Developments continue apace in human rights responsibilities for businesses. We are seeing persistent implementation of new reporting requirements across EU jurisdictions and beyond, judgments of national courts and international tribunals holding corporations to ever stricter account for their responsibilities in this area and UN negotiations continuing for a global treaty imposing binding international law obligations on businesses. Staying ahead of the field in this area is crucial.
While the responsibilities imposed by the UN Guiding Principles on Business and Human Rights (the UNGPs) are not in themselves legally binding, governments’ expectations that companies will step up in this area have been made clear through National Action Plans, parliamentary enquiries and the introduction of “hard” legal requirements, such as under the Modern Slavery Act in the UK.
Now, the Corporate Human Rights Benchmark (CHRB) has ranked 98 of the largest publicly traded companies globally on 100 human rights indicators, focusing on the Extractives, Agricultural and Apparel industries. These areas were specifically selected because of the high human rights risks they carry, the extent of previous work on the issue, and global economic significance. 41 Extractives companies featured.
The CHRB is a collaboration between investors and a number of business and human rights NGOs. It has emphasised this is a pilot assessment and welcomes input on the methodology used. The study was compiled from publicly available information, with the selected companies also having the opportunity to submit information to the CHRB. Companies were given scores for the measures they are taking across six themes, grounded in the framework of the UNGPs:
- Governance and policy commitments.
- Embedding respect and human rights due diligence.

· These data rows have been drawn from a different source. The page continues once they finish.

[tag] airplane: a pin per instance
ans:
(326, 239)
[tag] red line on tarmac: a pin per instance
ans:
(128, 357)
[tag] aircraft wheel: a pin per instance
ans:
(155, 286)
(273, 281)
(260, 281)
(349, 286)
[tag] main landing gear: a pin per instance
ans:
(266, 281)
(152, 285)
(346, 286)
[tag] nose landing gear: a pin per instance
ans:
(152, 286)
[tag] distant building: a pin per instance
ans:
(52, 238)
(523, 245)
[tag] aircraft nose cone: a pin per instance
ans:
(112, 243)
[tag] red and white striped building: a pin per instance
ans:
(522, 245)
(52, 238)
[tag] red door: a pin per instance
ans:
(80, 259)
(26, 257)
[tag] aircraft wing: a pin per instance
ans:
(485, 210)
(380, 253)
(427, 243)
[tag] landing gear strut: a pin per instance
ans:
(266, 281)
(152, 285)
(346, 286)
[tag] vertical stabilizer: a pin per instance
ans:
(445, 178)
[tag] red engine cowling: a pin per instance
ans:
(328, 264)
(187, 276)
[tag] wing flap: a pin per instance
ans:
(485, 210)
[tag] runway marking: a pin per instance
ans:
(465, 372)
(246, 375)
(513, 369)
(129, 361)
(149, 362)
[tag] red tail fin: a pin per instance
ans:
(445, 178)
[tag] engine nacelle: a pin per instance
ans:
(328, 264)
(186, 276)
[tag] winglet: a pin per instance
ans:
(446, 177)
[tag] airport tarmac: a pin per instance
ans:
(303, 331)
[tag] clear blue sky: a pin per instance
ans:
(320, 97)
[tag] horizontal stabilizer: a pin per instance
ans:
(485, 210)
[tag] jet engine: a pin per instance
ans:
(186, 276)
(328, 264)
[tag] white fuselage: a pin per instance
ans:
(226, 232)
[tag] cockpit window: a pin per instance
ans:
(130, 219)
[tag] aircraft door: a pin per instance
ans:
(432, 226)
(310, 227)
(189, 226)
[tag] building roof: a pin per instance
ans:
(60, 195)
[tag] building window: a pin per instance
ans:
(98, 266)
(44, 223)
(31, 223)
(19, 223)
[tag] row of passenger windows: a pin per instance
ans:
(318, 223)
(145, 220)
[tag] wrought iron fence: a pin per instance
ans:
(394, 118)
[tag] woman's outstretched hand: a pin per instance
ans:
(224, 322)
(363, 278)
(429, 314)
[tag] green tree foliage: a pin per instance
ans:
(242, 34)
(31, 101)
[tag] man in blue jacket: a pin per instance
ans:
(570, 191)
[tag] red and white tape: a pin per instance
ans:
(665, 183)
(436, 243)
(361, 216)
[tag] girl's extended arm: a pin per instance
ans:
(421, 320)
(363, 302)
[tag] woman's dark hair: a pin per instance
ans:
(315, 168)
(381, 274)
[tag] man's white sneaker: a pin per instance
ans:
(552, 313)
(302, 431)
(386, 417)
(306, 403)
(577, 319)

- Remedies and grievance mechanisms.
- Performance: Company human rights practices.
- Performance: Responses to serious allegations.
The selected companies were then banded according to their overall percentage score. The performance-related criteria carried greater weight than the policy-based heads, with “Embedding respect and human rights due diligence” and “Company human rights practices” counting for 25% and 20% respectively.
Results skew significantly to the lower bands
There was a wide spread in the participants’ performance, with a small number of clear leaders emerging. No company scored above the 60-69% band, with only three companies falling within that band. A further three scored 50-59% and 12 scored 40-49%. 48 companies fell within the 20-29% band.
Of the companies in the top band, two were in the Extractives sector; a further six Extractives companies fell within the 40-49% band; 19 scored 20-29% and five were found to trail at less than 19%.
The generally low scores across the three industries may be explained by the fact that the impact of some businesses’ human rights processes may still be filtering through. We should expect that in future years the authors of the survey will adopt a more stringent approach and subject low-scoring businesses to greater criticism.
Gap between policies and performance
On the whole, companies tended to perform more strongly on policy commitments, high-level governance arrangements and the early stages of due diligence. They performed less well on actions such as tracking responses to risks, assessing the effectiveness of their actions, remedying harms and undertaking specific practices linked to key industry risks. There is often a mismatch between board level measures and their granular implementation, as well as between public responses to serious allegations and taking appropriate action.
Of the Extractives companies surveyed, only six companies scored were given a zero score for their policy commitments, whereas this was the case for 17 companies for “Embedding respect and human rights due diligence” and nine for “Company human rights practices”.
On the policy side, some Extractives companies scored points for emerging practices such as regular discussion at board level of the company’s human rights commitments, linking at least one board member’s incentives to aspects of the human rights policy, and committing not to interfere with activities of human rights defenders, even where their campaigns target the company.
In terms of implementation, some participants explained how human rights risks are integrated into their broader risk management systems, how they monitored their commitments across their global operations and business relationships, and how they had systems in place for identifying and engaging with those potentially affected by their operations.
Companies were also scored for their practices in relation to selected human rights specific to each industry. Those in which the Extractives participants featured included freedom of association and collective bargaining, health and safety, land acquisition, water and sanitation and the rights of indigenous people.
The significant interest in the CHRB since it began its work is unsurprising given it provides an opportunity to demonstrate commitment and progress in this area vis-à-vis competitors. The pilot methodology will be refined and ultimately the CHRB will be produced on an annual basis for the top 500 companies globally. We expect it to contribute to the continued drive of companies across all sectors to proactively manage human rights risks in their own operations and through their expectations of their business partners.